If you have customised this for a different topic, you'll also need to make sure that it hasn't gone into a repetitive loop. This sometimes happens if your topic is very niche and the number of questions you've asked for exceeds the likely knowledge base of the LLM. In these cases, try reducing the number of questions.

Step 2: Train the model

Run this script:

python3 ./train_classification_model.py

By default this will use Qwen3-1.7B. You can use any model that you prefer from Hugging Face. So far this has been tested on:

Model Speed Accuracy Notes
Qwen3-0.6B Very fast Good Best for low-resource environments, but accuracy drops on edge cases
Qwen3-1.7B Fast Excellent Recommended starting point - best balance of speed and quality
Qwen3-4B Moderate Excellent Diminishing returns over 1.7B for a simple classifier
Qwen3-8B Slow Excellent Overkill for guardrail use, but works well if you have the hardware

THIS SCRIPT WILL TAKE A LONG TIME

The more questions you train it on, the slower it takes. I'm using 8,000 questions here - if your topic is very niche then this might be too many, but for a broad topic it should be easy.

The output will be in the finetuned directory. You don't need to do anything with these files.

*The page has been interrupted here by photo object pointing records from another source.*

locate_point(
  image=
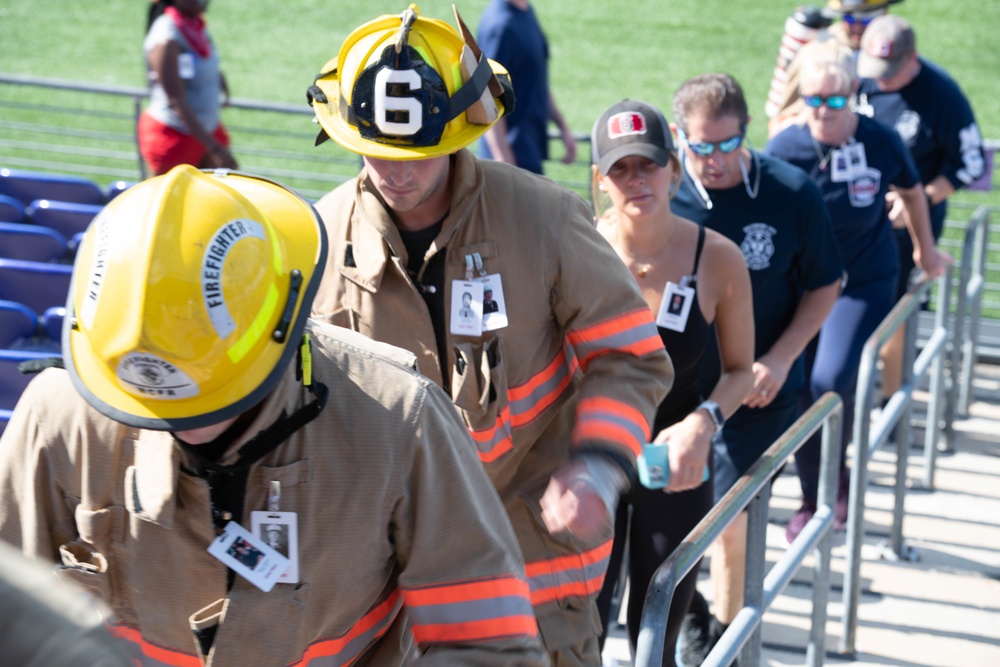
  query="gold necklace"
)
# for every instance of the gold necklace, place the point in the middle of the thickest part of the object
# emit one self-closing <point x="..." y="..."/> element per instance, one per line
<point x="642" y="265"/>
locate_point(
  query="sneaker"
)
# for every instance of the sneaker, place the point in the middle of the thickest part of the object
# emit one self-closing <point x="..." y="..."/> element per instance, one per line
<point x="695" y="639"/>
<point x="800" y="519"/>
<point x="843" y="492"/>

What is LoRA? The training script uses LoRA (Low-Rank Adaptation) finetuning. LoRA is a parameter-efficient finetuning (PEFT) technique that adapts large pre-trained models to specific tasks by training only a tiny fraction of their parameters. Instead of updating all billions of weights in a model - which is slow and memory-intensive - LoRA "freezes" the original weights and adds small, trainable "adapter" matrices to specific layers. This is why you can train a guardrail model on a personal laptop.

Step 3: Upload to Hugging Face

Technically you don't need to do this, but the alternatives will require you to build the model locally and move the resulting file around which can be hard work, especially if you've used a multi-billion parameter model. Uploading it to Hugging Face is nice and tidy, but you will need a Hugging Face account.

Run the upload script, and provide your username and preferred repository name for your new guardrail model. If the repository name doesn't exist, it will be automatically created.

By default, your model will be private and not visible to anyone else.

python3 ./huggingface_upload.py

Congratulations! You have now created a guardrail model!

Part 2: Create a chat interface

Now you can put this guardrail into a fully working demo.

Go back to the main directory, and run this command:

python3 ./api_server.py

You'll need to provide the model name you want to use, which is presumably the model name you uploaded to Hugging Face in the previous step. It will look something like [your_username]/[model_name] which you can also see in the Hugging Face URL for your model repository.

This will create a very basic server on port 8080.

If you load chat.html into a browser, you'll be able to ask questions and get a classification result.

If you are running this on a laptop then it is likely to be quite slow, but you'll still be able to see the results.

Customisation

How to build your own topic

Ok, so this is working perfectly, but you don't want Star Trek questions, in fact you want car related content.

Generating your own question set is easy. In Cursor (or Claude, or whatever your preferred LLM is), open the generate_classification_dataset.py file, add it to a Cursor chat and give this prompt:

"@generate_classification_dataset.py Update this file to generate questions about cars. Make sure that all the sections are now car-related, and there are no remaining Star Trek references. The adversarial section needs appropriate questions as well."

You can obviously change this text, and you might need to adjust it depending on your new topic and how well the AI agent responds.

Test questions

You'll also need to update the questions in the finetune_test.txt file.

"@finetune_test.txt Update this file with a list of test questions covering both car-related and unrelated topics, as well as adversarial questions."

When you train the model using your new classification_dataset.jsonl file, you'll see the results from your test questions and hopefully they'll be classified correctly.

Just run the train_classification_model.py script again and you'll have your own customised guardrail model!

Appropriateness vs relatedness

Being on-topic doesn't automatically mean a question is appropriate. "How do I disable a car's GPS tracker?" is entirely car-related. "What's the lethal dose of paracetamol?" is a healthcare question. Both would pass the topic guardrail, but neither is something you'd want to answer without careful handling.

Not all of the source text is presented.